Are internet users ready to take on new ways to access the digital world? And not having to do so without a smartphone? Image Credit: Shutterstock

Smartphones and screens of all kinds are taking up more and more space in our lives. However, the end of their domination is already in sight, with the deployment of the 3D internet.

The race for investments to replace smartphones has started. Amazon is investing more than $10 billion in its connected speaker, with the clear objective of prioritizing voice access to its ecosystem. Meta has plans for more than $10 billion a year in its Metaverse, with the clear goal of pushing visual access to its ecosystem.

Thanks to its payment system, which has become the second largest in the world after Visa, and the success of its watches, Apple is already investing in various biometric applications, which are the cornerstone of tomorrow’s multi-channel digital identity. No doubt Twitter will soon come to equip Starlink or Tesla as a privileged platform to access the internet.

Our body - through touch, voice, and vision, will be the main - and perhaps only, access ports to the immersive internet of tomorrow. Any object that does not naturally merge with our senses will eventually become defunct.

With the advent of our digital twins, we will see the progressive replacement of smartphones with glasses or watches. 2D screens or computers will be replaced, ideally, by holograms simulating our workstations, to which we will have access through glasses or virtual reality headsets. Smartphones are bulky, rigid, fragile, polluting, sometimes unsightly, and have an unpredictable energy autonomy.

Letting go of smartphones

How can we collectively accept our dependence on smartphones? Future generations will look back with incredulity at our obsession with these objects that we consider luxury items. Smartphones will be seen as the landlines or VHS tapes of our generation.

Some use cases will totally dispense with physical objects such as Amazon Go - stores without any staff or cash registers. However, a new generation of objects will fulfill the hybrid human-machine function through the hyphen of biometrics, i.e. the use of a second skin.

This may go so far as subcutaneous implants. Glasses will play a central role, even before virtual reality headsets.

This is not a dystopia or science fiction. The defence space is already teeming with these applications, with the augmented soldier. Other professions, such as the medical profession with virtual consultations, are following these developments closely.

The switch to consumer usage is only a matter of time, with two probable drivers: video game consoles and the workstation. As for any technological innovation with high potential, everything depends on the viral rate of adoption, the relevance of the uses and a reasonable economic equation.

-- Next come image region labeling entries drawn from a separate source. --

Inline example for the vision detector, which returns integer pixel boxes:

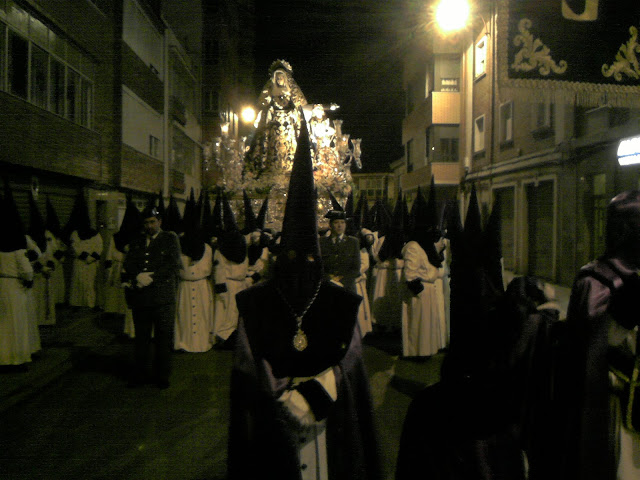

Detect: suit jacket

[120,230,182,308]
[320,235,360,293]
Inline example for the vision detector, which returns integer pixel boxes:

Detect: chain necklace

[276,282,322,352]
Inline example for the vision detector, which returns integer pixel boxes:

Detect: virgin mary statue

[245,60,307,177]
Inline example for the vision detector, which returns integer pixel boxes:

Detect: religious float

[210,60,362,231]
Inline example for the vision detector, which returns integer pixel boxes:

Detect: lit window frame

[473,35,488,80]
[473,114,487,155]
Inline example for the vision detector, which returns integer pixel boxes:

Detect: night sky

[251,0,405,172]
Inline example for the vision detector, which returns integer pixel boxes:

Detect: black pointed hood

[157,191,167,222]
[27,192,47,253]
[64,190,98,240]
[200,190,214,242]
[373,199,391,237]
[378,190,405,262]
[464,184,483,267]
[113,195,142,252]
[256,197,269,230]
[483,203,504,293]
[425,175,442,242]
[218,194,247,263]
[409,186,442,268]
[162,195,184,235]
[280,121,320,261]
[324,190,347,221]
[211,191,224,237]
[45,195,62,238]
[274,120,323,312]
[402,195,413,242]
[0,180,27,252]
[360,192,375,232]
[180,188,205,262]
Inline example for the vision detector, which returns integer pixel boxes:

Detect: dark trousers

[132,303,176,381]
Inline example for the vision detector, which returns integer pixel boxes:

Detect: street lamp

[240,107,256,123]
[435,0,471,33]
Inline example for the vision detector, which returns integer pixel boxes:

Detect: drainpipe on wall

[162,27,171,198]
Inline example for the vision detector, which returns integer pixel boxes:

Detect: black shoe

[127,375,151,388]
[156,380,169,390]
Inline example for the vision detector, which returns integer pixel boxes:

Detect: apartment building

[400,1,640,286]
[0,0,202,233]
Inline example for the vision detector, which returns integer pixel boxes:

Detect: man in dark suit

[121,207,182,389]
[320,210,360,293]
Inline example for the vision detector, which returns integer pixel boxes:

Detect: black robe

[556,258,640,480]
[228,281,380,480]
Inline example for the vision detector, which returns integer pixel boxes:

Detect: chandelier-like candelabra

[204,104,362,230]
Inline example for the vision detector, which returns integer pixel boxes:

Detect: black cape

[228,281,380,480]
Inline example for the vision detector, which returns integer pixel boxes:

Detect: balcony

[402,92,460,132]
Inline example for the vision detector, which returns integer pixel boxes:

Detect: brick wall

[0,92,108,181]
[121,145,164,193]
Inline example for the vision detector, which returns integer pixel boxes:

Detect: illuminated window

[406,140,413,173]
[149,135,160,158]
[473,115,484,153]
[500,102,513,145]
[475,35,487,78]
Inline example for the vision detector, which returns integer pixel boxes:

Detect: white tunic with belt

[44,230,67,303]
[174,244,213,352]
[356,248,373,337]
[213,249,249,340]
[402,241,446,357]
[0,249,33,365]
[370,237,404,330]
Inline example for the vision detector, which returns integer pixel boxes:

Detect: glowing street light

[240,107,256,123]
[435,0,471,33]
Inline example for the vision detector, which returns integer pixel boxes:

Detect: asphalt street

[0,308,443,480]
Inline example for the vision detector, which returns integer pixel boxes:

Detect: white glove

[136,272,153,288]
[278,390,316,426]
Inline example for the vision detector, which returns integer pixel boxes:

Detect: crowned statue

[245,60,307,177]
[228,60,360,230]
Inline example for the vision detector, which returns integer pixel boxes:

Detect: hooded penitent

[242,190,258,235]
[156,191,167,222]
[324,191,347,222]
[218,195,247,263]
[64,190,98,240]
[180,188,205,262]
[408,184,442,268]
[113,195,142,252]
[443,186,503,375]
[0,180,27,252]
[209,190,224,238]
[200,190,213,241]
[27,192,47,253]
[371,199,391,237]
[158,195,184,235]
[378,191,405,262]
[45,196,62,238]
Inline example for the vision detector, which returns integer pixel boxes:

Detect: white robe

[45,230,67,303]
[104,237,127,315]
[25,235,47,353]
[174,244,213,352]
[26,235,56,325]
[370,237,404,330]
[0,249,34,365]
[356,248,373,337]
[245,247,269,287]
[402,241,446,357]
[69,231,102,308]
[213,250,249,340]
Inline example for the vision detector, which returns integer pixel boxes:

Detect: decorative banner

[498,0,640,107]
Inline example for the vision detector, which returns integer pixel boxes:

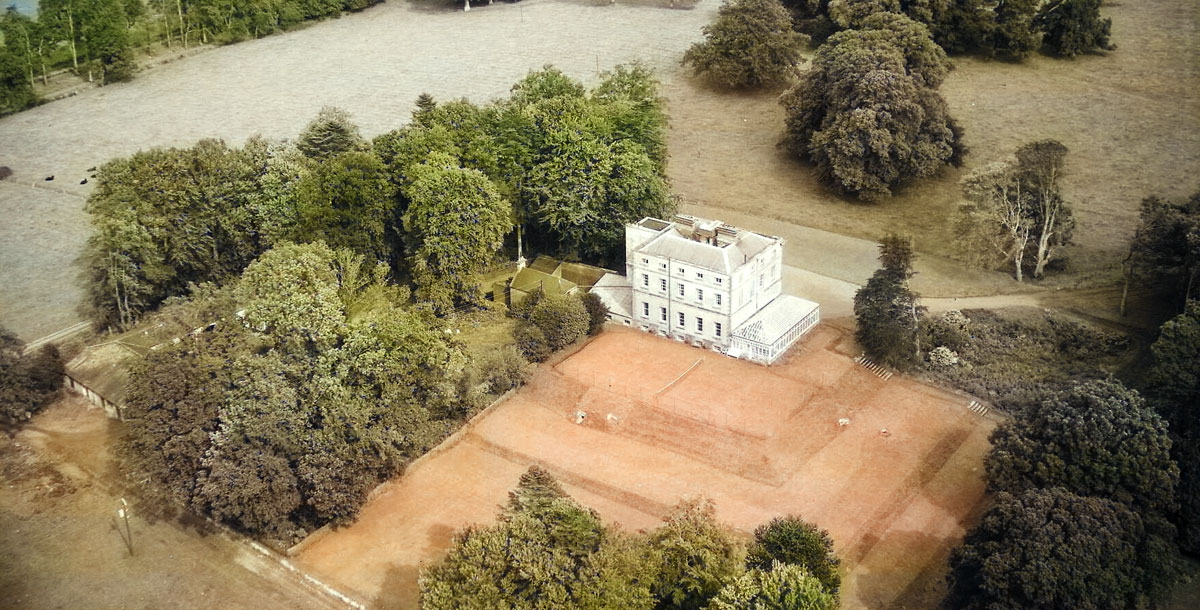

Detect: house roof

[733,294,818,345]
[511,267,577,294]
[589,274,634,318]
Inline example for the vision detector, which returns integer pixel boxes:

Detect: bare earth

[0,397,344,610]
[9,0,1200,340]
[296,325,995,609]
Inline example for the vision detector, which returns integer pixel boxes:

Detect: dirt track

[0,0,718,340]
[298,327,994,609]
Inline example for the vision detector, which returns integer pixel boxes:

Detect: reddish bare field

[296,325,995,608]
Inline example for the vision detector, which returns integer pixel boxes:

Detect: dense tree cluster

[854,235,925,369]
[683,0,806,89]
[0,0,380,114]
[780,12,966,201]
[784,0,1112,60]
[86,65,674,328]
[1126,192,1200,305]
[420,466,838,610]
[958,139,1075,281]
[946,382,1181,609]
[1144,300,1200,554]
[943,488,1172,610]
[374,64,674,264]
[0,327,64,425]
[120,243,466,542]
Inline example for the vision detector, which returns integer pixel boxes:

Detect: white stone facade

[625,216,820,363]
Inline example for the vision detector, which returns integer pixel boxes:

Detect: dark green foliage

[293,151,396,262]
[923,309,1129,406]
[683,0,808,89]
[403,154,512,315]
[85,139,292,325]
[649,500,742,610]
[986,0,1040,60]
[420,466,654,610]
[0,7,46,115]
[1144,305,1200,554]
[1144,300,1200,438]
[986,382,1180,516]
[119,243,466,542]
[943,488,1180,610]
[1171,436,1200,555]
[1127,192,1200,304]
[708,564,839,610]
[780,13,966,201]
[529,294,590,352]
[746,515,841,599]
[0,327,64,425]
[829,0,900,29]
[580,292,608,336]
[1033,0,1115,58]
[854,235,925,369]
[296,106,366,160]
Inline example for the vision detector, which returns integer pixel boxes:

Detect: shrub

[529,294,590,352]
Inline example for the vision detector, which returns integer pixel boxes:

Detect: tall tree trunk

[67,11,79,72]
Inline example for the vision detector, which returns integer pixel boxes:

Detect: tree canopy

[986,381,1178,515]
[708,563,839,610]
[943,488,1178,610]
[120,243,466,542]
[854,235,925,369]
[0,327,64,425]
[1033,0,1116,58]
[780,13,966,201]
[420,466,655,610]
[746,515,841,599]
[683,0,808,89]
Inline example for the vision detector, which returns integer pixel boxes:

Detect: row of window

[642,301,724,336]
[642,258,725,286]
[642,274,724,305]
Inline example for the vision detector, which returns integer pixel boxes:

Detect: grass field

[296,327,995,609]
[667,0,1200,283]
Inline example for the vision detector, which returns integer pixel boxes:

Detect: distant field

[296,327,995,609]
[668,0,1200,282]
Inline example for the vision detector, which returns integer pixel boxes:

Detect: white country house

[592,215,821,364]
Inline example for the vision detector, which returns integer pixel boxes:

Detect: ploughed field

[296,325,995,608]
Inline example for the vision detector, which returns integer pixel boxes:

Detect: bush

[0,327,64,425]
[683,0,808,89]
[746,515,841,599]
[581,292,608,336]
[529,294,590,352]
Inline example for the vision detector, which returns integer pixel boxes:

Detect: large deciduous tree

[683,0,808,89]
[746,515,841,599]
[420,466,655,610]
[84,139,278,325]
[119,243,466,543]
[649,500,742,610]
[708,563,839,610]
[959,139,1075,281]
[854,235,925,369]
[1126,192,1200,309]
[780,12,966,201]
[943,488,1178,610]
[986,382,1178,515]
[403,154,512,313]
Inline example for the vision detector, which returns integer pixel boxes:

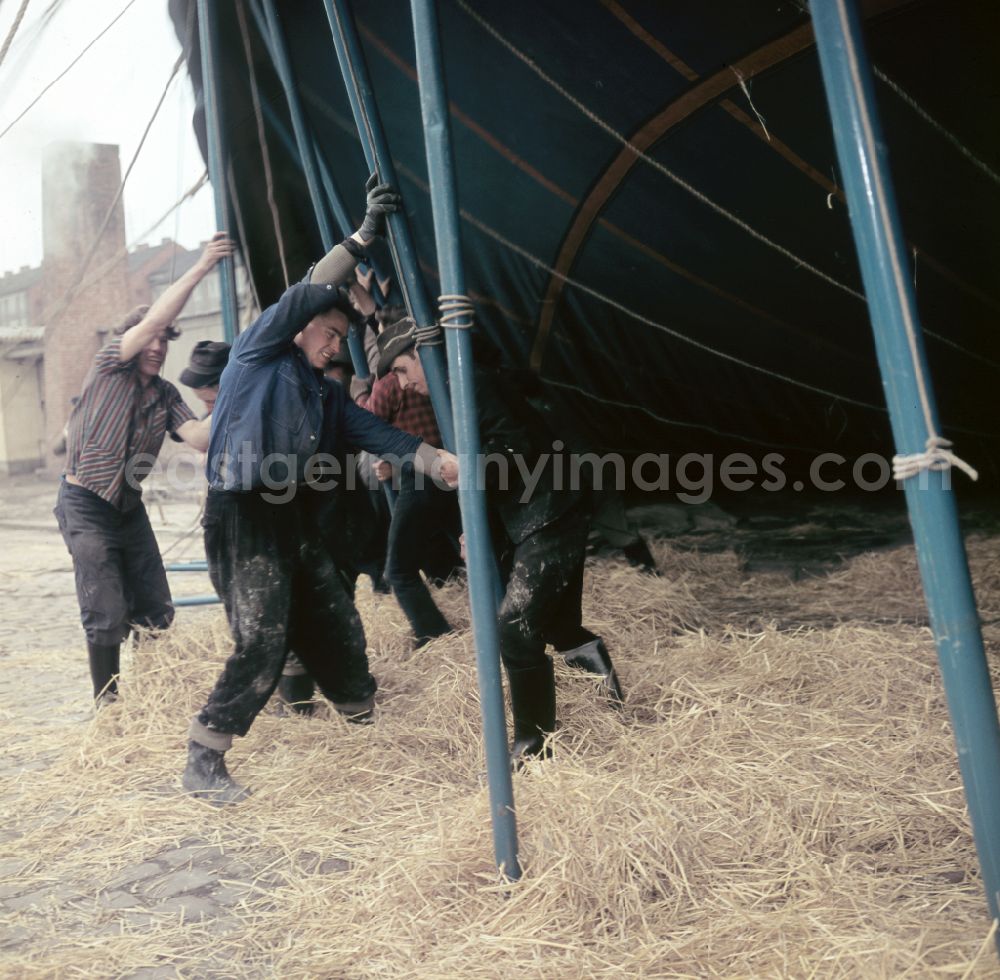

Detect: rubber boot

[278,674,316,715]
[562,639,625,708]
[181,741,250,806]
[622,538,660,578]
[507,657,556,770]
[87,643,121,708]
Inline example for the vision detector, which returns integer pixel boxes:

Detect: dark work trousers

[385,465,458,645]
[498,505,597,670]
[197,489,376,736]
[53,480,174,646]
[357,487,391,582]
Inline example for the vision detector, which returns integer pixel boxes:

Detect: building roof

[0,327,45,344]
[0,265,42,296]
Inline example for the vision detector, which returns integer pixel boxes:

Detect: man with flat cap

[378,324,623,767]
[179,340,231,412]
[182,180,458,805]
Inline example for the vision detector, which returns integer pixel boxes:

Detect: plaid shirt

[66,337,194,510]
[358,372,442,449]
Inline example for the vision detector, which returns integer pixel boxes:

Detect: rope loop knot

[438,293,476,330]
[892,435,979,480]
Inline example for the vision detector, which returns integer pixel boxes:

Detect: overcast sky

[0,0,214,271]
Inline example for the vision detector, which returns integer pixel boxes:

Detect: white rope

[458,0,865,302]
[413,323,444,347]
[892,436,979,480]
[460,205,996,439]
[837,0,978,480]
[729,65,771,143]
[461,209,886,413]
[872,65,1000,184]
[458,0,1000,367]
[438,293,476,330]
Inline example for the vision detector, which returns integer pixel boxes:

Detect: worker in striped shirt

[55,232,233,707]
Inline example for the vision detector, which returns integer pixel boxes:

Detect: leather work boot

[278,674,316,715]
[330,694,375,725]
[87,642,121,708]
[561,639,625,708]
[507,657,556,770]
[181,740,250,806]
[622,538,660,578]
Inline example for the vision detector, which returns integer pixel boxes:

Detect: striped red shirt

[358,372,441,449]
[66,337,194,509]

True gatekeepers of the internet

Aside from Apple and Google, and to a lesser extent Samsung, all leading tech players hold an interest in developing these alternatives. They can better position themselves as true gatekeepers with the control of our digital identities and the capture of payment transactions at the center of the game.

Nevertheless, it is through this lens that we understand major platforms’ determination to create verified and paying accounts and to put an end to anonymity, which has become illegal in this biometrically-controlled internet.

Will the billions of dollar annual investments be enough to open these new access channels and encourage today’s dominant players to react? For the moment, they control both the platforms and the industrial chain, and have an asymmetric position.

They don’t seem to be accelerating the movement to preserve their existing investments. In fact, the whole tech industry is waiting for Apple’s signal, which has been postponed. They are the masters of time right now - but for how much longer?